In a recent interview, Kilimanjaro's Ned David outlined a method of capturing carbon dioxide using algae, single-celled plants with a voracious appetite for carbon, which they soak up directly from water. Algae produce, among other things, oils than can be converted into diesel-like compounds for fuel. Companies like Boeing are watching Kilimanjaro Energy carefully, along with the Pentagon, both organizations with a keen interest in developing new fuels for commercial and military aircraft, especially if they can be produced domestically, eliminating the geopolitical supply risk associated with many sources of crude.
Even optimists expect a long, hard path ahead. On the shorter term, gaseous carbon dioxide already has an existing market, a valuable commodity in enhanced oil recovery (EOR) projects where it is injected underground to push oil molecules out of tight geologic formations and up to the surface, where the collected crude can be shipped to refineries. Prices reaching $ 100 / ton for CO2 for this purpose are not unknown. And once underground, the carbon dioxide tends to stay there, safely out of the atmosphere for thousands of years.
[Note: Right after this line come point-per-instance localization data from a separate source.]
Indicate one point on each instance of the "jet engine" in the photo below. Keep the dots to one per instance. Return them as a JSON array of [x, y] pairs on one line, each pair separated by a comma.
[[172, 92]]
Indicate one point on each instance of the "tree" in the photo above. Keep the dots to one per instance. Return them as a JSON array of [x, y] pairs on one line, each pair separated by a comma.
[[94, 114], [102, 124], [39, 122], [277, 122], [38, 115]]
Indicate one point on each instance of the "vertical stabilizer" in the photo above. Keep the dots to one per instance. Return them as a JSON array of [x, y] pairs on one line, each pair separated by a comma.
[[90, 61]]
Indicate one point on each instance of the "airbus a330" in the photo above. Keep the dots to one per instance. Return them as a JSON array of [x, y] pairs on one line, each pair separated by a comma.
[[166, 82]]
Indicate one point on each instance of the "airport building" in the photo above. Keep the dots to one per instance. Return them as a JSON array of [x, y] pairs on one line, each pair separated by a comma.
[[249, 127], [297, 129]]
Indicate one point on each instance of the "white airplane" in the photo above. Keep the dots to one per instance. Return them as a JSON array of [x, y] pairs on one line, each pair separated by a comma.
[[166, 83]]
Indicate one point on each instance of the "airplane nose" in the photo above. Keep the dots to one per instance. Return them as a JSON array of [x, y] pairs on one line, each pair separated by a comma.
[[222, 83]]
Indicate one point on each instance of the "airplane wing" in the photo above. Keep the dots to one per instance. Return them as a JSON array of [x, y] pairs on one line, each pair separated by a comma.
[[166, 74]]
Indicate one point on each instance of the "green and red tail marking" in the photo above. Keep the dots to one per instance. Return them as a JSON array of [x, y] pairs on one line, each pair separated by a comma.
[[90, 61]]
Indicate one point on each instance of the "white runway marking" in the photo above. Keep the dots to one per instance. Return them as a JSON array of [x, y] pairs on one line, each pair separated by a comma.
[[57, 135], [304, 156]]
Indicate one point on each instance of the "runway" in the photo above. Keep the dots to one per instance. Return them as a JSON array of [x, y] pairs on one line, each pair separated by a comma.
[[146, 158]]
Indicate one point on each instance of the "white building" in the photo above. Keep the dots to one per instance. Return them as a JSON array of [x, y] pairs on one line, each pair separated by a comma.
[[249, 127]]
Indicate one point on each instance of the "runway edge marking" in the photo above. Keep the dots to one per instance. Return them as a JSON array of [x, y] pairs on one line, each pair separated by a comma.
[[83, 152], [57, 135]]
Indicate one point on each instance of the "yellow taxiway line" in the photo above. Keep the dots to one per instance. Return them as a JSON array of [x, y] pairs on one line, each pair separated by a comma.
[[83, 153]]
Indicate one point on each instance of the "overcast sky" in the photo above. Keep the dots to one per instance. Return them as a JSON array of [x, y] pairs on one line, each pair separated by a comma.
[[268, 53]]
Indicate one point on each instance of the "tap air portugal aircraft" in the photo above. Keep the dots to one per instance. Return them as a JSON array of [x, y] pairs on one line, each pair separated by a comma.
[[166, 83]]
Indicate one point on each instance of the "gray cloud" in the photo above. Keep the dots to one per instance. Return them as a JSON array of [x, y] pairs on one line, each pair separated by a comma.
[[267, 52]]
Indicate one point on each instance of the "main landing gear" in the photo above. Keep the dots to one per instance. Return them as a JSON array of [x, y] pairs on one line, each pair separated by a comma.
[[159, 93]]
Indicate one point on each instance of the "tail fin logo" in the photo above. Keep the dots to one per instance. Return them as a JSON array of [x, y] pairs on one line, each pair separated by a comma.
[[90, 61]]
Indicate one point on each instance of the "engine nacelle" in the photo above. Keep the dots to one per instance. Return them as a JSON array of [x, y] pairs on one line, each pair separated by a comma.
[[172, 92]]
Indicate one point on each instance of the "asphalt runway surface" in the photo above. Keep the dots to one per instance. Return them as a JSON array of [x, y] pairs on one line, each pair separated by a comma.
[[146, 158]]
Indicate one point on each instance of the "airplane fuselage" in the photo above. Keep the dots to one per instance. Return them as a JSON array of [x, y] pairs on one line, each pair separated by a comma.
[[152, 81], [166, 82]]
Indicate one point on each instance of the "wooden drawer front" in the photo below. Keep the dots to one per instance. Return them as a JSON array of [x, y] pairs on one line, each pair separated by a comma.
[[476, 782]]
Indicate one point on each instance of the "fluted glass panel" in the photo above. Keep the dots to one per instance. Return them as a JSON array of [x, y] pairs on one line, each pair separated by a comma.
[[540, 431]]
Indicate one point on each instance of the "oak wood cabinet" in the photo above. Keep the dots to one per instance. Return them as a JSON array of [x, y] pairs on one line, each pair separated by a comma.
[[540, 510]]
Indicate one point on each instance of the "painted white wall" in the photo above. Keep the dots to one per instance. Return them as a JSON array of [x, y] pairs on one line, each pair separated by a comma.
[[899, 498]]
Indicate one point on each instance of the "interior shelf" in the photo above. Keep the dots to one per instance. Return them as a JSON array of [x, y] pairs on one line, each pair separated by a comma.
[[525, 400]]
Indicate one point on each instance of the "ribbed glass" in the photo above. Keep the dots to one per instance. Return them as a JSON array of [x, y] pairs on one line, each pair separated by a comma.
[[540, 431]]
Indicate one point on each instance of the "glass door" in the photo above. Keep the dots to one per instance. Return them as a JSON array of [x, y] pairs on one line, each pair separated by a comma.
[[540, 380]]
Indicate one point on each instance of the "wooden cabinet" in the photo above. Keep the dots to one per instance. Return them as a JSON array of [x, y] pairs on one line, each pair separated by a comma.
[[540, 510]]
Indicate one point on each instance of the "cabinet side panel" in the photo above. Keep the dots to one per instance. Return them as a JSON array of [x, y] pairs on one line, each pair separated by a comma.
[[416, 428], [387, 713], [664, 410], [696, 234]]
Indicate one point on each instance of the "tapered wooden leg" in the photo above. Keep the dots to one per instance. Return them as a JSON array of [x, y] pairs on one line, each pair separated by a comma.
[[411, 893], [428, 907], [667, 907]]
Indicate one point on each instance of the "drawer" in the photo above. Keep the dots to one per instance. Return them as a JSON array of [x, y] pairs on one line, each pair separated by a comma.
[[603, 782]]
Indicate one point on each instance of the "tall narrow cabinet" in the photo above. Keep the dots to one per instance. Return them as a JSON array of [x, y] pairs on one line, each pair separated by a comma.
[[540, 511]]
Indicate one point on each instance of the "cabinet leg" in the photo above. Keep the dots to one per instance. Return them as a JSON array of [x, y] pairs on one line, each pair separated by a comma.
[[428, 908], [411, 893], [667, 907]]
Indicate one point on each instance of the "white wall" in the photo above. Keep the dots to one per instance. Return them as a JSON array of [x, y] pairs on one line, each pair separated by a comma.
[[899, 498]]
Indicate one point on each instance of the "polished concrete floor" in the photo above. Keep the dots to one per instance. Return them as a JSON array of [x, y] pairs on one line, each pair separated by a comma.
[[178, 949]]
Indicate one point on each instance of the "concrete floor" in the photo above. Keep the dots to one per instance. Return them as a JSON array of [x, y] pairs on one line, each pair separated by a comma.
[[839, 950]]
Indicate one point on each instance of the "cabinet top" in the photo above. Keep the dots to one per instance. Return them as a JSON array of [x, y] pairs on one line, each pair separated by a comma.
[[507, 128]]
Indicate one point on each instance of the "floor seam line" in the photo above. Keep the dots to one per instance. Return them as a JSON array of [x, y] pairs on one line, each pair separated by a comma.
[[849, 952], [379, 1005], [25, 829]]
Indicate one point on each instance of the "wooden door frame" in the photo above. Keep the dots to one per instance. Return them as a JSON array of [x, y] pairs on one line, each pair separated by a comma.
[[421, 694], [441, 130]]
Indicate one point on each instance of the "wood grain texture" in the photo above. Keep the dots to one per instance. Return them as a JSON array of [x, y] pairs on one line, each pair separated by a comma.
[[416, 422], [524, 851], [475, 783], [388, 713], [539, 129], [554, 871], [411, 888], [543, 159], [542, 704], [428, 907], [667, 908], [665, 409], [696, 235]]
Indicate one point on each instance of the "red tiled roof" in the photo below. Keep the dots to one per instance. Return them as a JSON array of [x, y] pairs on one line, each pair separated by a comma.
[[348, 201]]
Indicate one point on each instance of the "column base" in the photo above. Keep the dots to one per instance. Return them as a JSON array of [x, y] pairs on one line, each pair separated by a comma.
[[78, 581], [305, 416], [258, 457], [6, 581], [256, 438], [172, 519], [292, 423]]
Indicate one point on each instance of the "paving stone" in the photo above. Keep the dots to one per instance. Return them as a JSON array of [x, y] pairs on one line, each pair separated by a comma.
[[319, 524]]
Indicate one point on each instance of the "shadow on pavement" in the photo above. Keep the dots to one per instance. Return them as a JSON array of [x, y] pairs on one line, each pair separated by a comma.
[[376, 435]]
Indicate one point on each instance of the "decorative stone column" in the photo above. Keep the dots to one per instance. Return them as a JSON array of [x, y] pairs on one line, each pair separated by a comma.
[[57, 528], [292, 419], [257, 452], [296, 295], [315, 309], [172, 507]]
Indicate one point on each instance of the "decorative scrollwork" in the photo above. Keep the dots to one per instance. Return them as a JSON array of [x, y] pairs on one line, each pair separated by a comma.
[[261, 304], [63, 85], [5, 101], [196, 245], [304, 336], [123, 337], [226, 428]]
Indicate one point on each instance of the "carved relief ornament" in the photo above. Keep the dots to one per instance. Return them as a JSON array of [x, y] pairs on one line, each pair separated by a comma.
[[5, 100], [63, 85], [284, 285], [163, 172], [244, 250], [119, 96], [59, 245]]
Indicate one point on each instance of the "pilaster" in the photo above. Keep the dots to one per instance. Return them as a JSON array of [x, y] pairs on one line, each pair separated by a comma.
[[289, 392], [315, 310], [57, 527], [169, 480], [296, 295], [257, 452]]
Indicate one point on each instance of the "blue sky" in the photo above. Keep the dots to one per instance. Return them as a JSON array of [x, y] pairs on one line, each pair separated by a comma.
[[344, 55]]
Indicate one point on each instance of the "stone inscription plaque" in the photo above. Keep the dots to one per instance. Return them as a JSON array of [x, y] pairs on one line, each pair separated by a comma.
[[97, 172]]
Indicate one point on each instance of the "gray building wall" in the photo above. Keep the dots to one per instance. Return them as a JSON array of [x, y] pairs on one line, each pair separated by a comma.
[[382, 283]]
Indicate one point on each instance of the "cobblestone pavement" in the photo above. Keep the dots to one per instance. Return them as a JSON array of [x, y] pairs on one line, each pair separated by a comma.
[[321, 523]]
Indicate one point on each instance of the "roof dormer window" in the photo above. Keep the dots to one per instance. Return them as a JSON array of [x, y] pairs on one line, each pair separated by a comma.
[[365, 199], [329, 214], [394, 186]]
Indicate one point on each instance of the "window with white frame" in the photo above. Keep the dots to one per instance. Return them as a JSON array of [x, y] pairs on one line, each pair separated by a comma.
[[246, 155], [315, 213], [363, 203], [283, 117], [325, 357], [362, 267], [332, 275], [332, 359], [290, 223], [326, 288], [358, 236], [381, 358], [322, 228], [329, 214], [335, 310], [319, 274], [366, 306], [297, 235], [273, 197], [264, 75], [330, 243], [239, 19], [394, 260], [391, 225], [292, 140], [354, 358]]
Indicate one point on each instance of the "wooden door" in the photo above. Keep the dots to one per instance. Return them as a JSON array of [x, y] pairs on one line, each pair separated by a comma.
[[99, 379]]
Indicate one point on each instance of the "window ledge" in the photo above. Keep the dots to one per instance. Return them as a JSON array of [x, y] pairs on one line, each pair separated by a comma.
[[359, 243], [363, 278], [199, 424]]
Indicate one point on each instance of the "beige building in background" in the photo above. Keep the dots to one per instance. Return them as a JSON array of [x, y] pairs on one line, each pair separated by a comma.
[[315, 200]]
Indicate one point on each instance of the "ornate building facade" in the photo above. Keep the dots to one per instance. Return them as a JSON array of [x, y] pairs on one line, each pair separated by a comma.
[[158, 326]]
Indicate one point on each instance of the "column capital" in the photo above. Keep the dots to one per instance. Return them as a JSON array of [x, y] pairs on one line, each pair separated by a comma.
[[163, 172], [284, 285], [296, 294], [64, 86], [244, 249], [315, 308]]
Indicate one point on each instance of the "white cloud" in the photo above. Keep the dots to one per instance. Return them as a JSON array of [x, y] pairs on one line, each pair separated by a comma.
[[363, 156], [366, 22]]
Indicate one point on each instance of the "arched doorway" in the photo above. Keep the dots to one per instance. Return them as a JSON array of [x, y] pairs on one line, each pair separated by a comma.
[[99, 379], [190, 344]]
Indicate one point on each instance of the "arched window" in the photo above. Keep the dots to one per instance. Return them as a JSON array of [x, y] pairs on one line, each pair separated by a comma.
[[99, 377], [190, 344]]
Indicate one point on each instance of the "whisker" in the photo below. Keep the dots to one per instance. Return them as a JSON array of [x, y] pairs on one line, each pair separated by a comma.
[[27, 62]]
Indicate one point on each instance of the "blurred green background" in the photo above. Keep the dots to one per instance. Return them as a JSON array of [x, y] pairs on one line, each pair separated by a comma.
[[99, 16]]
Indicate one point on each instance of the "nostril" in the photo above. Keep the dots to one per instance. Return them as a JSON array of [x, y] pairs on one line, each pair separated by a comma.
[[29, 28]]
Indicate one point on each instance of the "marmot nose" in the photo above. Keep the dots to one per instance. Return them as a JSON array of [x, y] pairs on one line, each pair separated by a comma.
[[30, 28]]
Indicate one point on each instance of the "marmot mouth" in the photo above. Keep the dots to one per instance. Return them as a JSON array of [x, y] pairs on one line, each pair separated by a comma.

It goes without saying that many in the environmental movement view all this with a great deal of skepticism. A member of the National Resources Defense Council recently voiced concerned that venture capitalists and other backers may be more concerned with finding markets for CO2 than with removing it from our air, with too much emphasis on charting a path to make these new technologies marketable. The fear is that these efforts will lose their carbon reduction focus and drift from their environmental mission to purely commercial goals.
Marc Gunther has written a readable eBook that is about the length of a very long Atlantic Monthly article of a generation or two ago. It is a short, but valuable, introduction to a complex subject. Gunther is a contributing editor of FORTUNE magazine and a senior writer at GreenBiz. He writes frequently about business and sustainability.